The encampments totalled at least 261 vehicles with 11 legal notices and four court orders being issued to move some of them on.
On four occasions Lancashire Police were called and 30 other incidents were referred to Lancashire County Council as it involved highways land.
Council leader Miles Parkinson said Hyndburn is ‘sharing more of the burden’ in accommodating travellers and called on other councils to take their share.
The admission comes after council bosses received a report on Wednesday, October 22 which recommended that an additional 19 traveller pitches would have to be created in the next four years.
Hyndburn currently has 13 authorised sites which together have a total of 98 pitches of which 57 were occupied.
There are also two unauthorised sites at Moss Lane and Sough lane which have eight pitches of which six were occupied.
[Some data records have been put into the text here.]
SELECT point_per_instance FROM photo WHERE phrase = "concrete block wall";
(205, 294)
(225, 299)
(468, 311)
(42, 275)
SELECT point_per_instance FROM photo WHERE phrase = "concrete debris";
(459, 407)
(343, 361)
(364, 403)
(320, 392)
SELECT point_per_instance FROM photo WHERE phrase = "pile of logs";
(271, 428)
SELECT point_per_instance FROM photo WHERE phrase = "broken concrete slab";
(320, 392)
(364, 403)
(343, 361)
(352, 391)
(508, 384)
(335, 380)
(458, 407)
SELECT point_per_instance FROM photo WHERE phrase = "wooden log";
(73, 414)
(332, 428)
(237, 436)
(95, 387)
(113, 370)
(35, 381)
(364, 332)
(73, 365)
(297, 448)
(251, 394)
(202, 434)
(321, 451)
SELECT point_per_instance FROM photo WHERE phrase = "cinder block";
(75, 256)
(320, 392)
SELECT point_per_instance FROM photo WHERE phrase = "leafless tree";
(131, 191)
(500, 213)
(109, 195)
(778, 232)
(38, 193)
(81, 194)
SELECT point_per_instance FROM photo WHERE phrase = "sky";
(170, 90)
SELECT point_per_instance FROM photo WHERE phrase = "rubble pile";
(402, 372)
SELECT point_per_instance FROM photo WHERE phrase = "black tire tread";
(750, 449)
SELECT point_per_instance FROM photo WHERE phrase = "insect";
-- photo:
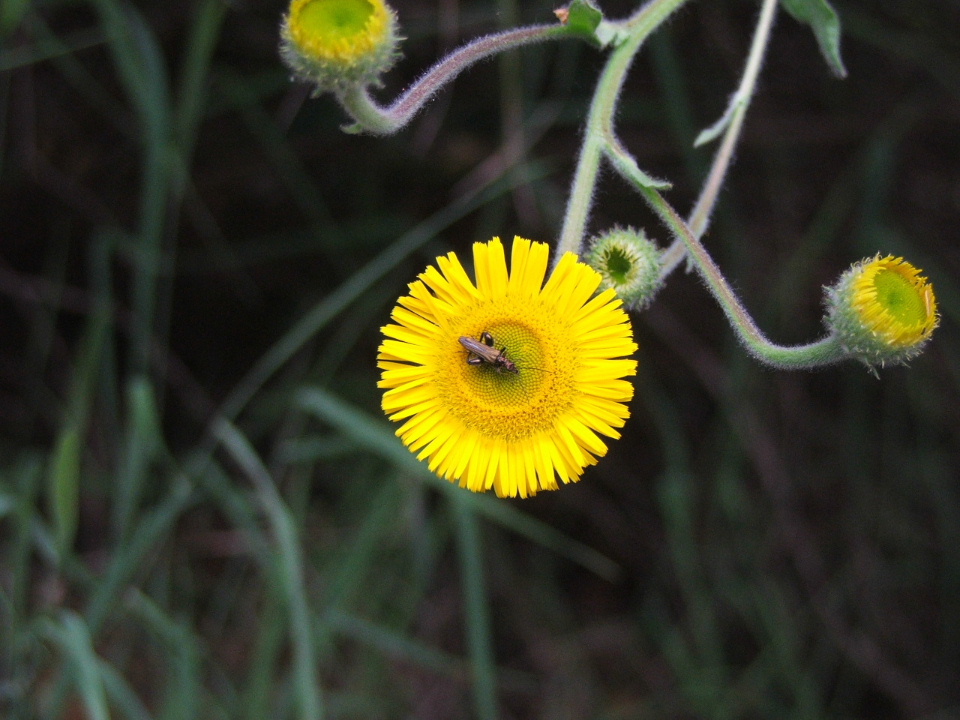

This makes Hyndburn the second highest provider of traveller accommodation in East Lancashire.
Coun Miles Parkinson said: “We have numerous sites for travellers unlike other councils across the North West.
“Hyndburn has given more than its fair share of sites and there’s no need to go on sites that aren’t correctly licensed or have planning permission.
“It’s unfortunate that Hyndburn is sharing more of the burden and other councils aren’t setting aside sites for travellers to stop them failing to abide with the law.
“Others need to start putting a quota instead of just expecting Hyndburn Council to do everything.”
Figures released to the Observer by the council under a Freedom of Information request show how that the period between April 2012 and March 2013 saw the highest number of reported incidents, with 29 illegal encampments involving 78 vehicles.
Last year there were nine incidents involving 35 vehicles, including three in Church and one at The Coppice.
In 2009/10 court orders were served on encampments at Blackburn Road and Dale Street in Accrington and two camps were moved on by police.
Coun Parkinson said the cost of cleaning up after the illegal travellers is ‘totally unacceptable’ on the taxpayer.
He said: “Over the years we have done our utmost at stopping travellers going on public land by investing in bunding and fencing. We have a strong record on serving enforcement notices and have advised private owners how to make their land secure.
“We are a lot more pro-active because it costs the ratepayers money to clear up the faces and rubbish and other ancillaries left behind which is totally unacceptable.”
Tory councillor Peter Britcliffe said the borough has ‘more than its fair share’ of traveller sites.
He said: “There are more official sites here than in the whole of Cumbria and it’s time that other authorities pull their weight and relieve the burden.
“We need to encourage those travellers who come in to use the official sites. There are a lot of costs to the council in cleaning up after they leave and the time needed to deal with it.”